Disusun Oleh:
Meviana Ratnaning Pertiwi
NIM- 0802513027
KM13A
Identitas Buku
Penulis
: Mizan, Bandung
Cetakan
Tentang Pengarang
Dr. Mehdi Golshani adalah pengarang buku ini. Ia lahir di Isfahan, Iran, pada tahun
1939. Ia menyelesaikan S1 nya di bidang Fisika di Universitas Teheran. Seletah lulus, ia
melanjutkan pendidikannya di Universitas California, Berkeley dan mendapatkan gelar
doktornya pada tahun 1969 dengan spesialis bidang fisika partikel.

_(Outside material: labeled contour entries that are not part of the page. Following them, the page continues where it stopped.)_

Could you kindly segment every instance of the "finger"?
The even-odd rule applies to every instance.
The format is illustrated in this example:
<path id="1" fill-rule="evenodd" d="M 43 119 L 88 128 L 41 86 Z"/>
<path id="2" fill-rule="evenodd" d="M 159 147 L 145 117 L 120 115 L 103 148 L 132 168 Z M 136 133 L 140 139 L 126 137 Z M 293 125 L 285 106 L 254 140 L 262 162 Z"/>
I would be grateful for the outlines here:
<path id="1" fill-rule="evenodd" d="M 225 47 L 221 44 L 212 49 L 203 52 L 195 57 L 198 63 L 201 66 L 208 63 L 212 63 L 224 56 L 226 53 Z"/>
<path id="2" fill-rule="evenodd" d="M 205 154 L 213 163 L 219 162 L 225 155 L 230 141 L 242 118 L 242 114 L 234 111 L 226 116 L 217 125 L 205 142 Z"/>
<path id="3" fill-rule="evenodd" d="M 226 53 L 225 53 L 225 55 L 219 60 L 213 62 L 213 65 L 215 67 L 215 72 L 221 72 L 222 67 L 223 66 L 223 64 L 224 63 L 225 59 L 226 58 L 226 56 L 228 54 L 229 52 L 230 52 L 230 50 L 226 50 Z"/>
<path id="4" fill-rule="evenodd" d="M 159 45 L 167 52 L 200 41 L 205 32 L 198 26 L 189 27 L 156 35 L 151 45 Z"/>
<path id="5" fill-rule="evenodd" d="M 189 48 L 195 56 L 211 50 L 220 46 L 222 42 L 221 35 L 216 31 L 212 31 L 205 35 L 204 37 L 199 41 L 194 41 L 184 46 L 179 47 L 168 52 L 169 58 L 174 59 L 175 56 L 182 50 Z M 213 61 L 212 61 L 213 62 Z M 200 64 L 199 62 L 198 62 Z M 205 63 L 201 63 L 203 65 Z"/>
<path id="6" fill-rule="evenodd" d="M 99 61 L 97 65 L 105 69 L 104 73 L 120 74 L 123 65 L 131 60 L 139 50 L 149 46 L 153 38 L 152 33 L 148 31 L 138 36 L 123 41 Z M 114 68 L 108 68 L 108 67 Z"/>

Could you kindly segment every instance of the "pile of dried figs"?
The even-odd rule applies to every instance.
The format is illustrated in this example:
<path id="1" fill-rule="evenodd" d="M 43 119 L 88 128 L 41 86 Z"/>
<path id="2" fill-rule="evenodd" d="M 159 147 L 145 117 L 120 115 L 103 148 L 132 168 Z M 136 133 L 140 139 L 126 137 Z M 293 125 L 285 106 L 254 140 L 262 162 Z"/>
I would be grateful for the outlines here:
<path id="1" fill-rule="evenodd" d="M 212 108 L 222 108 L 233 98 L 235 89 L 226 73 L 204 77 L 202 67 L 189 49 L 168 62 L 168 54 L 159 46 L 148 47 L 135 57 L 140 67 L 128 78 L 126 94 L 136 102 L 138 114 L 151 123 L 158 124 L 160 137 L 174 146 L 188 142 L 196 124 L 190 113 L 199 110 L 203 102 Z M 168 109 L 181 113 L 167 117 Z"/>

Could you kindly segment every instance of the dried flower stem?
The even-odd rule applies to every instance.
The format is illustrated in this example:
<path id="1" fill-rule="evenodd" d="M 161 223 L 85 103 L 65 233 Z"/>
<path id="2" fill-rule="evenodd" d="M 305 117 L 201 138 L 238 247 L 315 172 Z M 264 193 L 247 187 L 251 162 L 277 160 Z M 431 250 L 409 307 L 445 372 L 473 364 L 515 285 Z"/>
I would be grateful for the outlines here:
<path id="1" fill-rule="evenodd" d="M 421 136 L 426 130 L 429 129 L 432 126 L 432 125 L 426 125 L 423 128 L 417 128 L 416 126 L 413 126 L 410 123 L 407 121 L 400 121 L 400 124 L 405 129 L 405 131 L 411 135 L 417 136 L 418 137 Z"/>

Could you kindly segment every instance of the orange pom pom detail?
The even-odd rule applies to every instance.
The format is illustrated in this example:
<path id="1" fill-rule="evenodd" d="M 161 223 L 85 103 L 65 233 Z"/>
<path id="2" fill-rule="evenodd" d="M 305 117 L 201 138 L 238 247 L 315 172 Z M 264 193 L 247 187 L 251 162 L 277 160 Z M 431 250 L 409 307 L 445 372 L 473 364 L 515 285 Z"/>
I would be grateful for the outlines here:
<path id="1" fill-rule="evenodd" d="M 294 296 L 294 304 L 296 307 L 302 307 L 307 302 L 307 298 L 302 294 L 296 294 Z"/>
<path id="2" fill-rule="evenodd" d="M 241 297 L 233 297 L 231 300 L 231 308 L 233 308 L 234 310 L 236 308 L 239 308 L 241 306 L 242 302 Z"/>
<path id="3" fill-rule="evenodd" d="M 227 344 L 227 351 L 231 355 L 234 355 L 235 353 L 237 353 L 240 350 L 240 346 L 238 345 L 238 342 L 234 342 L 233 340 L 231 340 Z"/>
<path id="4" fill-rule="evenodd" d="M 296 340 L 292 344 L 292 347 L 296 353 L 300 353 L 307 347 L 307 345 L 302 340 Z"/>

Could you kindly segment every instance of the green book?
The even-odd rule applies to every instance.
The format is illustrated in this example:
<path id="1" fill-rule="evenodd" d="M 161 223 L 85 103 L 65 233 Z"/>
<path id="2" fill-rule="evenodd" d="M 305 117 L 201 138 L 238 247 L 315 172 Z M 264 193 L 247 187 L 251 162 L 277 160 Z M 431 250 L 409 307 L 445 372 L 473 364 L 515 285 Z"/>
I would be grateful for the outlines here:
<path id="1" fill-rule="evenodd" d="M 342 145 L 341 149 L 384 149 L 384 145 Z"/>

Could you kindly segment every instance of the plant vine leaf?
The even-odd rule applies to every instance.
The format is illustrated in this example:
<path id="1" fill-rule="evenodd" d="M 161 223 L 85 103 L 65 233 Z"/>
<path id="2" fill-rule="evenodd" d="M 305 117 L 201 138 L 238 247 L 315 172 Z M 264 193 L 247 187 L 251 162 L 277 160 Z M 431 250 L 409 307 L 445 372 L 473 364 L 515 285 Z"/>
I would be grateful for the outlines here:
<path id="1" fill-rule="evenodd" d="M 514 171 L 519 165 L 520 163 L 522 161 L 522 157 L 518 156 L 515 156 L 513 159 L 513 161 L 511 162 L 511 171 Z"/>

Pada tahun 1970, Golshani mulai mengajar fisika di Universitas Teknologi Syarif,
Teheran dan diangkat menjadi direktur pada Institut Kajian Humaniora dan Budaya Iran di
Universitas tersebut. Sejak diangkatnya menjadi Direktur Institut, ia mendirikan jurusan
Filsafat- Sains dimana ia sendiri yang menjadi ketua jurusan hingga saat ini.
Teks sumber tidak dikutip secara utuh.